Süleyman GÜLEK

13 Haziran 2017

KUR'ÂN VE SÜNNETİN HAYATIMIZDAKİ YERİ VE ÖNEMİ

Kur’ân’ın Hayatımızdaki Yeri ve Önemi

Allah tarafından gönderilen İlâhî kitapların sonuncusu olan Kur’ân-ı Kerim, son peygamber Hz. Muhammed (s.a.s.)’e indirilmiştir. İnsanlara ne için yaratıldıklarını, dünya hayatına neden geldiklerini ve amaçlarının ne olduğunu, öldükten sonra ne olacaklarını bildirmek için Allah Teâlâ Rasûlullah (s.a.s.)’e Cebrâil arcılığıyla vahiy yoluyla Kur’ân-ı Kerim’i göndermiştir. Rasûlullah (s.a.s.) de insanlara bunu bildirmiş ve günümüze kadar hiç değişmeden bizlere ulaşmıştır ve kıyâmet kopana kadar da değişikliğe uğramadan insanlara ulaşacaktır. Yüce Allah, bu gerçeği bildirmektedir:“Kur’ân’ı kesinlikle Biz indirdik; elbette onu yine Biz koruyacağız.” (Hicr, 15/9) Rabbimiz Allah (c.c.), insanlar dünya hayatına Allah’a kulluk için geldiklerini anlasınlar ve nasıl kulluk yapacaklarını, nelere dikkat etmeleri gerektiğini öğrensinler, ona gö­re yaşasınlar diye Kur’ân-ı Kerimi göndermiş, insanlara örnek olsunlar diye peygamber de göndermiştir. Yüce Allah, Kur’an-ı Kerimde şöyle buyurur:“And olsun ki, Allah’ı(n rızâsını) ve âhiret günü(n saâdetini) umanlar ve Allah’ı çokça ananlar için Allah’ın Rasülünde, sizin için pek güzel örnek vardır.” (Ahzâb, 33/21)“Müjdeleyici ve sakındırıcı olarak peygamberler gönderdik ki, peygamberlerden sonra (insanların) Allah’a karşı bir bahaneleri olmasın!” (Nisâ, 4/165)
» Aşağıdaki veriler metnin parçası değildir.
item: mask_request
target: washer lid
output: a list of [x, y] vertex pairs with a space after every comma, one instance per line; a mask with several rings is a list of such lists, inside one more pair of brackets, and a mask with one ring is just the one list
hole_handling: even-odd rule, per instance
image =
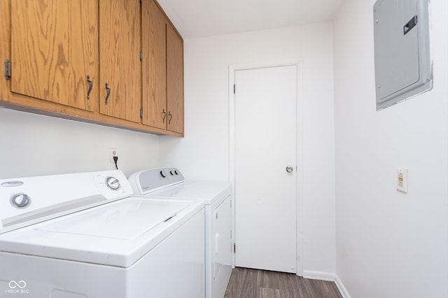
[[133, 239], [175, 216], [186, 204], [128, 200], [43, 225], [37, 230]]
[[127, 268], [203, 209], [131, 197], [1, 234], [0, 251]]

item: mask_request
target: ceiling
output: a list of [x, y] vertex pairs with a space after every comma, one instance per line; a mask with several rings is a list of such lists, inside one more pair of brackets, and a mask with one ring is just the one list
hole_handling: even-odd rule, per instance
[[329, 21], [342, 0], [158, 0], [183, 38]]

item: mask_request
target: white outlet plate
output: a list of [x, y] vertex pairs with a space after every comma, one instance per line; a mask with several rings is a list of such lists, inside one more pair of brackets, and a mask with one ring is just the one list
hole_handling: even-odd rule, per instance
[[114, 163], [115, 164], [115, 161], [113, 161], [113, 156], [118, 156], [118, 148], [111, 148], [111, 149], [109, 150], [110, 151], [110, 156], [111, 156], [111, 163]]
[[397, 169], [397, 191], [407, 193], [407, 169], [398, 167]]

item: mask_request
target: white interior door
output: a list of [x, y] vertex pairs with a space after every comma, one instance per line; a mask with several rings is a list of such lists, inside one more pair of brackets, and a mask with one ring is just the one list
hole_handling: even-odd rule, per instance
[[235, 71], [237, 267], [297, 271], [296, 76], [296, 66]]

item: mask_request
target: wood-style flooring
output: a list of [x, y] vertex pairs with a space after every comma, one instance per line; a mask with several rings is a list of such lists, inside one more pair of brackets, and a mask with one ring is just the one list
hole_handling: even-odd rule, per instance
[[341, 298], [332, 281], [303, 278], [294, 274], [237, 267], [225, 298]]

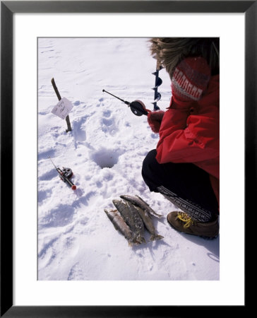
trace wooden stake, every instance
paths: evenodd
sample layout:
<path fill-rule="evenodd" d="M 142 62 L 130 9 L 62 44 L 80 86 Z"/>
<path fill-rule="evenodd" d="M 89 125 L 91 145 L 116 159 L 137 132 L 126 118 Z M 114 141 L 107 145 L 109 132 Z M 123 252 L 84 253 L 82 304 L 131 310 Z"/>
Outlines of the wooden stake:
<path fill-rule="evenodd" d="M 60 93 L 59 93 L 59 90 L 58 90 L 56 84 L 55 83 L 54 78 L 52 78 L 51 83 L 52 83 L 52 85 L 53 86 L 53 88 L 54 88 L 54 90 L 55 91 L 55 93 L 56 94 L 58 100 L 61 100 L 61 97 L 60 95 Z M 68 126 L 68 129 L 66 129 L 66 132 L 71 131 L 72 129 L 71 129 L 71 126 L 70 117 L 68 117 L 68 115 L 66 116 L 66 121 L 67 126 Z"/>

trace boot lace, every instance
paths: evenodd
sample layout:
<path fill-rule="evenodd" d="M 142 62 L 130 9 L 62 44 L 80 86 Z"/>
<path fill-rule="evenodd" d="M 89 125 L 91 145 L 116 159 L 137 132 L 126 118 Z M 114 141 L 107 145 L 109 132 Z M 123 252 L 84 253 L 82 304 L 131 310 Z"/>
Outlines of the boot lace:
<path fill-rule="evenodd" d="M 190 225 L 192 225 L 193 224 L 193 220 L 191 219 L 191 218 L 190 218 L 188 214 L 184 212 L 178 212 L 177 218 L 179 219 L 182 222 L 184 222 L 184 228 L 189 228 Z"/>

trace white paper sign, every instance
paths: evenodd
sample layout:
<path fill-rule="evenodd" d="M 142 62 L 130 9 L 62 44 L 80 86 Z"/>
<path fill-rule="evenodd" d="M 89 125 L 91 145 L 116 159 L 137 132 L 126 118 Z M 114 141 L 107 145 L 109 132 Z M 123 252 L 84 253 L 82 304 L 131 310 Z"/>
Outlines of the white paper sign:
<path fill-rule="evenodd" d="M 63 98 L 58 104 L 54 106 L 52 112 L 62 119 L 65 119 L 73 107 L 71 102 L 68 100 L 67 98 Z"/>

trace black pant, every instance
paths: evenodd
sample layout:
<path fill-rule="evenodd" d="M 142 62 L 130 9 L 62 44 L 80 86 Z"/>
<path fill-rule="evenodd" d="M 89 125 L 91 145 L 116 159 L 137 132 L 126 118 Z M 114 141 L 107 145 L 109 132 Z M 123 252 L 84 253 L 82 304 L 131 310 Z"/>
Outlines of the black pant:
<path fill-rule="evenodd" d="M 142 176 L 150 191 L 160 192 L 193 219 L 208 222 L 218 213 L 217 198 L 209 175 L 193 163 L 163 163 L 156 150 L 146 155 Z"/>

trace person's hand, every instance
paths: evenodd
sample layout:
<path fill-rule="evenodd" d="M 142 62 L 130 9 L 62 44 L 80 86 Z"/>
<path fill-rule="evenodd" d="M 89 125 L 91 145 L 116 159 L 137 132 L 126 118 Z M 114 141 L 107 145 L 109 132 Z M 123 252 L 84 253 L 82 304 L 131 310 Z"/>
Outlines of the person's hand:
<path fill-rule="evenodd" d="M 148 112 L 148 122 L 152 131 L 155 134 L 159 132 L 165 112 L 163 110 Z"/>

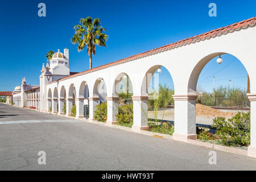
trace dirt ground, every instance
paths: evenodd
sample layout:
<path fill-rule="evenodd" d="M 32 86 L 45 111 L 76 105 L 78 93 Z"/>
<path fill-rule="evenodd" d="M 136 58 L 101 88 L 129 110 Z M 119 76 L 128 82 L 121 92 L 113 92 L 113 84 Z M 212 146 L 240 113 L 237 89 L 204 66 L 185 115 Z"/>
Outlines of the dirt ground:
<path fill-rule="evenodd" d="M 197 124 L 210 125 L 212 124 L 212 119 L 216 117 L 224 117 L 230 118 L 238 113 L 237 110 L 221 110 L 213 109 L 212 107 L 204 106 L 199 104 L 196 105 L 196 122 Z M 166 110 L 158 111 L 157 114 L 154 111 L 148 111 L 148 118 L 167 121 L 174 121 L 174 108 Z"/>

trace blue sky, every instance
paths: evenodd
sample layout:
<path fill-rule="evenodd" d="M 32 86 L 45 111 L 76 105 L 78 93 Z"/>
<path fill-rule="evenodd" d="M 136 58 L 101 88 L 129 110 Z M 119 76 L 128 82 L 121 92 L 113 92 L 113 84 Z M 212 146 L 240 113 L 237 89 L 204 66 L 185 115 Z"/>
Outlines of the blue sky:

Günümüzde “Kur’an” dendiği zaman insanların aklına ne geliyor ve nasıl tanımlıyorlar? Buna baktığımız zaman şunu görüyoruz: “Kur’an Arapçadır, hocalar ve okumasını bilenler okur, okumak sevaptır. Bilhassa Ramazan’da camilerde ve evlerde okunur, hatim yapılır. Bir kişi öldüğü zaman cenazesinde okunur ve ölümünün yedinci, kırkıncı, elli ikinci günleri okunur, ayrıca her Cuma gecesi ölülere okunur. Biz Kur’an’ı anlayamayız; onu ancak hocalar anlar ve anlatır.” Bu gibi sözleri çok duymaktayız. “Kur’an, sadece bu sayılan hususlardan ibarettir” görüşü tamamen yanlıştır. Tabiî ki, bu, Kur’an’ı gereği gibi anlamamanın bir sonucudur. Kur’ân-ı Kerim insanların, hayatlarını nasıl düzenlemeleri gerektiğinibildirmektedir. Dolayısıyla Kur’an, yaratılış gayesine uygun yaşayabilme reh­be­ridir. “Biz sana Kitab’ı, her şey için bir açıklama, bir doğru yol rehberi, bir rahmet ve müslümanlara bir müjde olarak indirdik.”(Nahl, 16/89) Allah (c.c.) Kur’an ile insanlara doğru yolu göstermiştir. Kim o yoldan giderse dünya ve âhirette huzur ve mutluluğa kavuşur. Kim de Kur’an’ın dışındaki yolları takip ederse o yol onları hüsrana götürür.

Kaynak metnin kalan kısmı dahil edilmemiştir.